HCS image with synaptogenesis features shown as an overlay

Optimized, automated assays for HCS

This automated assay uses the co-localization of presynaptic and postsynaptic markers to identify synapses and correlate them with neuronal and neurite morphology. Neuronal morphology is captured using a nuclear stain to locate the cell and a choice of stains or immunofluorescent labels to detect the cell body and neurites. Synapses are located using two channels for co-localization and immunofluorescent detection with antibodies for presynaptic (e.g., synaptophysin) and postsynaptic (e.g., PSD95) markers.

Typical synaptogenesis assay

Fixed-cell immunofluorescent assay protocol.

Imaging mode

  • Widefield or confocal
  • 20x magnification

Automatically measured properties

  • Neurite count
  • Neurite length
  • Neurite branching
  • Presynaptic vesicles
  • Postsynaptic spots
  • Synapse number

Since analysis is performed during image acquisition, it is possible to acquire an optimized data set to ensure the number of selected neurons to satisfy your statistical needs.
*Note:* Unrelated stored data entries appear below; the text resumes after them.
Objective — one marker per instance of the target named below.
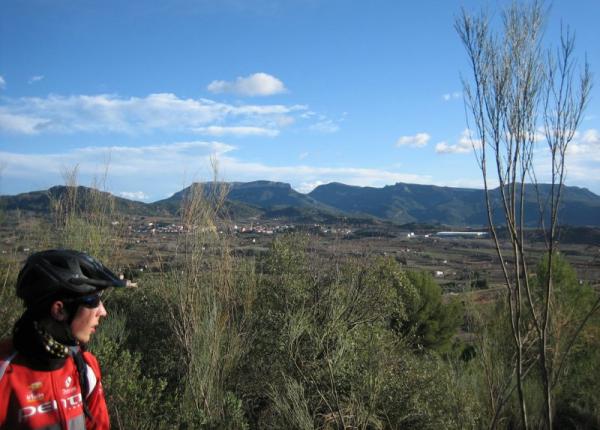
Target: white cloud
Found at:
(134, 195)
(237, 131)
(452, 96)
(325, 126)
(156, 170)
(585, 147)
(35, 79)
(419, 140)
(139, 115)
(20, 124)
(258, 84)
(464, 145)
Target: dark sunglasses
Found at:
(91, 301)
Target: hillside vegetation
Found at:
(292, 340)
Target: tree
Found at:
(517, 89)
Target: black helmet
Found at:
(62, 273)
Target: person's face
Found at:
(86, 320)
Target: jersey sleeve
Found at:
(5, 352)
(95, 400)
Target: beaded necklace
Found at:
(51, 345)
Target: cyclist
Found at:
(47, 378)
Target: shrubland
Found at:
(291, 339)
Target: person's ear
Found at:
(58, 311)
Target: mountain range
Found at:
(400, 203)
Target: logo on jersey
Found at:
(72, 402)
(34, 395)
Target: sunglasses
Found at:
(91, 301)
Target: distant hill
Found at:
(400, 203)
(42, 201)
(408, 203)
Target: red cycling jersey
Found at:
(48, 399)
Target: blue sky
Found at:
(148, 93)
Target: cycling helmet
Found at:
(63, 273)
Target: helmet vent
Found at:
(59, 262)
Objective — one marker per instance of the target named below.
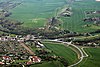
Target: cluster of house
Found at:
(8, 60)
(97, 19)
(66, 12)
(17, 38)
(92, 12)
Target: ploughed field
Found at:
(75, 22)
(34, 13)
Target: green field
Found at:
(75, 22)
(93, 60)
(34, 13)
(61, 50)
(49, 64)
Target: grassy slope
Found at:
(49, 64)
(63, 51)
(93, 60)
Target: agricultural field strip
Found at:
(80, 50)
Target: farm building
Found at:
(34, 59)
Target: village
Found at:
(14, 51)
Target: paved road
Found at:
(80, 50)
(27, 48)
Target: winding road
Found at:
(82, 52)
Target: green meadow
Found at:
(63, 51)
(34, 13)
(75, 22)
(93, 60)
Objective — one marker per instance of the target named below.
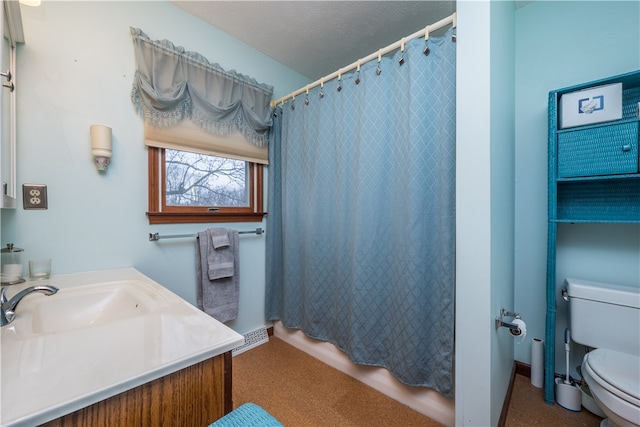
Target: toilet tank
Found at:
(603, 315)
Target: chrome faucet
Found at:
(8, 310)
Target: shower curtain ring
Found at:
(426, 50)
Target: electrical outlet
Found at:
(34, 196)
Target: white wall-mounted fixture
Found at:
(101, 146)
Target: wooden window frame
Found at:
(159, 213)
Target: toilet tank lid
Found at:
(604, 292)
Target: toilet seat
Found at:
(617, 372)
(609, 374)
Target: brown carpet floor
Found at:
(301, 391)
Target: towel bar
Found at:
(156, 236)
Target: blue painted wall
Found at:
(76, 69)
(559, 44)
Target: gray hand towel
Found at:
(218, 298)
(220, 254)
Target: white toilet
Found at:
(606, 317)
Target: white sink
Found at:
(91, 305)
(103, 332)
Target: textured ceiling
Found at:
(315, 38)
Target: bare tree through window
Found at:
(201, 180)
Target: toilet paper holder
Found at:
(501, 323)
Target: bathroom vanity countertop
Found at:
(51, 368)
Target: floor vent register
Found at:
(252, 339)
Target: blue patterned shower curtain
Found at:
(361, 214)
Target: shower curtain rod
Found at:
(451, 19)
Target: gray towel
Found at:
(220, 255)
(218, 298)
(219, 237)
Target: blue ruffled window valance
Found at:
(171, 85)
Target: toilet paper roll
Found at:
(522, 329)
(537, 362)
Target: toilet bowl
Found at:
(605, 316)
(614, 380)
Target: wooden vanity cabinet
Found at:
(194, 396)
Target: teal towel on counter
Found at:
(217, 297)
(247, 415)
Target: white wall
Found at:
(484, 208)
(76, 69)
(559, 44)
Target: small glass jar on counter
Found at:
(11, 265)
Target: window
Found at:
(186, 187)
Synaptogenesis assay images

Three-panel HCS synaptogenesis assay image showing stained cells and software overlays

Syantogenesis assay. (Left) A hippocampal primary neuron preparation was labeled using Invitrogen Hoechst 33342 stain (blue) and an Invitrogen Alexa Fluor 488 MAP2 antibody conjugate. (Center and Right) Synaptogenesis features were automatically identified using Thermo Scientific HCS Studio Software. Cell bodies are identified in blue, and spots are identified in pink. Neurites are identified in green, and overlaps between spots and neurites are labeled in yellow.

Sample experimental data

Four-panel graph of different synaptogenesis assay parameters

Dose-response plots showing the effect of glutamate and kainite concentration on rat hippocampal neurons using automated measurements of presynaptic intensity, postsynaptic intensity, vesicle counts, and synapse counts.